Employers would do well to review their compliance under the current rules, which are the frequent subject of employee-initiated complaints and costly litigation. In fact, one of the primary reasons the Department of Labor says the rules must be changed stems from a 2002 U.S. Supreme Court case, Ragsdale vs. Wolverine World Wide Inc.
In the Ragsdale case, an employee took seven months of unpaid leave, as permitted by the employer's policy. However, the company failed to notify her in a timely manner that part of the leave qualified under the Act. The employer's failure to notify was significant because the rules require an employer to automatically grant additional unpaid leave for failing to provide notice. The Supreme Court struck down the additional leave requirement, but left intact the notice requirement. It also stated than an employer can still be penalized for failing to give proper notice. The Department of Labor has yet to issue a regulation that reflects this decision.
A more recent high-profile case, Saroli vs. Automation & Modular Components Inc., further emphasizes the need for careful compliance efforts. In the Saroli case, the court in its April decision found that the employer had constructively discharged an employee. Constructive discharge occurs when an employer creates intolerable conditions that would reasonably compel an employee to quit, regardless of whether the employer intended to force the employee's resignation. The employer in this case failed to advise the employee of her rights, granted less leave than she was entitled to receive, and forced her to choose between a demotion and a severance package upon her return to work. The case highlights the need to properly train supervisors, human resources professionals and staff about terms of the Act.

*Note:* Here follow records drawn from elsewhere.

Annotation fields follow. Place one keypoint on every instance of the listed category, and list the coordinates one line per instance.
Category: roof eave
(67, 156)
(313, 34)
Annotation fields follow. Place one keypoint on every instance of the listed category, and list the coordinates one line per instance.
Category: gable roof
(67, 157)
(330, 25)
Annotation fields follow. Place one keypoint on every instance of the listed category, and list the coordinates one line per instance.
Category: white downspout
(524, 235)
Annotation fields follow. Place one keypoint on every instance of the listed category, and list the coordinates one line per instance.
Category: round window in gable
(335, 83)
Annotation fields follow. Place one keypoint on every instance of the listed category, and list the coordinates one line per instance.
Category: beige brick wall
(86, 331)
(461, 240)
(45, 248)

Understanding key provisions
The Act covers private sector employers that have had 50 or more employees for 20 or more work weeks in the current, or immediately preceding, calendar year. To qualify for leave, an employee must have been with the employer for at least one year, have worked at least 1,250 hours in the previous 12 months, and work at a site where at least 50 employees are located within a 75-mile area.

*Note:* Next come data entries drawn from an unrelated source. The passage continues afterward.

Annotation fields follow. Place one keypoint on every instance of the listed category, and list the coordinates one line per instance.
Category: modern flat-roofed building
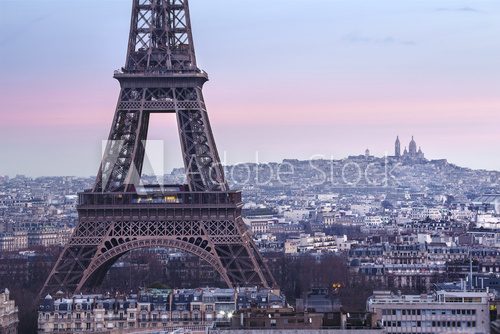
(440, 312)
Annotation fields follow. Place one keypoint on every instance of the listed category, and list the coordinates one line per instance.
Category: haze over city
(335, 79)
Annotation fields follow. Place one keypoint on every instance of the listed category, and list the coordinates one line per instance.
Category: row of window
(443, 324)
(427, 312)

A qualifying employee who works for a covered employer is entitled to 12 work weeks of unpaid leave in a 12-month period for certain medical and family-related reasons. That period may be measured as a calendar year, fiscal year, or a 12-month period immediately prior, or subsequent to, the commencement of leave.
The leave may only be used under the following circumstances: to care for a new child (birth, adoption, or fostering); to care for a seriously ill immediate family member; or the serious health condition of the employee. The regulations provide strict definitions of a “serious health condition.” The regulations include strict parameters for medical certifications, employer maintenance of medical benefits for employees on leave, return to work obligations, and a host of other issues.
Employers are reminded that the Act establishes a federal minimum for unpaid leave under certain circumstances for covered employees and employers. At least 11 states have enacted laws that may require additional employee protections.
It's unclear when revisions to the Act might occur, but employers should prepare for changed obligations and a potential increase in employee complaints related to the Act. The best advice is to ensure that your firm complies with the existing requirements.
Betsy Feigin Befus is director of property operations for the Washington, D.C.-basedMulti Housing Council, and its joint legislative partner, the National Apartment Association.
EMPLOYEE USAGE OF FMLA LEAVE
About 35 million employees have taken leave under the FMLA between its enactment in 1993 and the conclusion of the survey in 2000.
58% of those taking FMLA leave were women; 42% were men.
80% of leave periods were 40 days or less; the median leave was 10 days.